Today, 11 years after Extras was published, my 4-year-old has her own Instagram, and I think about that book all the time. I think how, over and over, the unfathomable becomes real; how sci-fi writers are prophets; how we seem powerless to stop technology, as it reshapes society, changes what it means to be a human in this world.
My brother, mom and I mostly communicate through a group Facebook message. Today, my brother messaged to tell us he’d just made his niece, my daughter, her own Instagram page. He gave my husband, mom and I all the password, so we could control it as well.
“What’s the endgame?” I asked. And we got in a discussion of the possibilities Instagram can, rarely, present.
My mom can certainly find her way around the internet, but she’s bewildered by the idea that someone you don’t know might follow you. (I envy her. Ignorance sounds blissful, when it comes to the idea of social media fame.)
So my brother and I filled her in about Instagram influencers. I showed her Christine Look’s super-interesting Medium piece How I Made a Living with an Instagram Famous Cat. Christine details how companies pay her $1,800 to $7,000 to post her cat with a product. (Her cat is indeed ridiculously adorable.)
Is this what my brother’s attempting with my daughter’s new account?
No, he says it’s just a placeholder: reserving her name now in case she wants to use it when she gets older. (Ohhhh, like reserving the Gmail address for your future married name, just in case, even though you seriously just started dating…. oh, or was that just me?)
Selling Pieces of Her Childhood
I shelter her from screens, but the whole world can watch our home movies.
Right now, my Instagram is almost entirely pictures of my daughter and her art. She’s already all over the internet. But she’s not involved in it; she doesn’t know about likes; that’s very intentional on my part.
The most my 4-year-old ever hears about her online presence is when a grownup she knows tells her, IRL, they saw some photo or video of her.
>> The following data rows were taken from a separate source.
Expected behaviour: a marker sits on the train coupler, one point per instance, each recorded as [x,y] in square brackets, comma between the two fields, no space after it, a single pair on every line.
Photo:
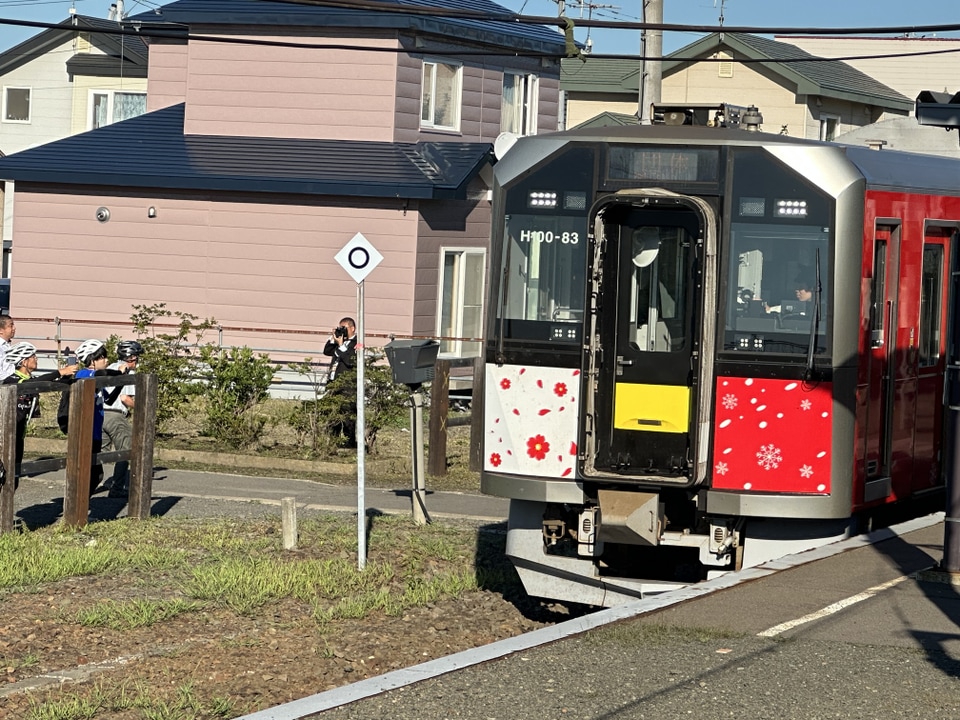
[554,530]
[587,526]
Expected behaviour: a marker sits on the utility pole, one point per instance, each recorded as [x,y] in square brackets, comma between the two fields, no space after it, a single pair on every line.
[651,70]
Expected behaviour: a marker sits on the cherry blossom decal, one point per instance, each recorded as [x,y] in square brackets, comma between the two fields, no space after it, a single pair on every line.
[538,447]
[772,436]
[530,414]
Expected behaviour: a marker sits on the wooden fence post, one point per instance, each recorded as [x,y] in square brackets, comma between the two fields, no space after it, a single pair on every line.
[141,447]
[76,496]
[8,453]
[439,409]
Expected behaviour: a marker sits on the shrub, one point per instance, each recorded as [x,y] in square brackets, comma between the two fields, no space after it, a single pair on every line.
[236,381]
[170,355]
[319,421]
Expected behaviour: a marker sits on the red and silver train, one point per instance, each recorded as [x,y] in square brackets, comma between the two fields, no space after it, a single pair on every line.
[709,347]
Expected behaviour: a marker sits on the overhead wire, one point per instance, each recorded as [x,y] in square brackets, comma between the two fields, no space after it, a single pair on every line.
[156,29]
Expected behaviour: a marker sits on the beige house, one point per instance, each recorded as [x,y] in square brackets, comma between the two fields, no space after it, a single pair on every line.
[797,93]
[909,65]
[63,81]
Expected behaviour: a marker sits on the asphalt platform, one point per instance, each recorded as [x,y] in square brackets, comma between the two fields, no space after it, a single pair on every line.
[867,628]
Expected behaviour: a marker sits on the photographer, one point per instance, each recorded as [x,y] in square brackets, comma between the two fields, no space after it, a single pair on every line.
[342,349]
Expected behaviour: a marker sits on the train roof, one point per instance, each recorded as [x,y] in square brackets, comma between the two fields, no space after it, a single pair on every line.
[881,169]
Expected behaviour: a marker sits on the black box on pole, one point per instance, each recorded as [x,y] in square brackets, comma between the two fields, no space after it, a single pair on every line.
[412,361]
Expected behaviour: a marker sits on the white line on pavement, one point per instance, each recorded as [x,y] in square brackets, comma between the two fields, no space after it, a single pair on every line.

Sometimes they phrase it in a confusing way:
“I love those ballerina drawings you did,” when she never showed that person her art before.
Each time, I quickly explain to her that I was so proud of her and showed her art off online. This makes her happy. She’s proud of herself too.
It’s a recent thing, but she wants me to take a photo of every piece of art she creates now. Her art is seriously advanced, and I imagine her being a visual artist into adulthood and what a treasure it will be to have a record of her progress (without keeping too much of the massive stacks of paper we’ve accumulated). So I’m glad we’re taking photos. But…
I daydream often about if my family had some sort of full-time steady income, completely unattached to online clicks or likes. What freedom to think about a precious video of my kid only as a family keepsake and not as a possible revenue stream.
In my piece Living in the Moment, or Living for the Photo?, one of the things I touch on is “mommy blogger” Katie Bower, who got flack for posting on her son’s birthday about how sad she is that photos of him get the least likes of all her children.
Luckily, I only have one kid. But, really, with or without my help, I don’t want my kid’s feelings to ever be tied up in how many likes she gets. This feels less and less avoidable, as more of our life goes online, and the gig economy forces every bit of us to be available for consumption.
Right now, my kid is blissfully unaware of all of this.
I am so freaking proud of her. But when I speak to her, I try to remember to replace the words, “I’m proud of you” with, “I think you should feel really proud of yourself. Do you?” My thought process is I want her self-esteem to come from inside, not from anywhere external. I want to nudge her towards self-love, always letting her know how much I love her, but hoping her strength doesn’t come from me, or from strangers, but from deep inside.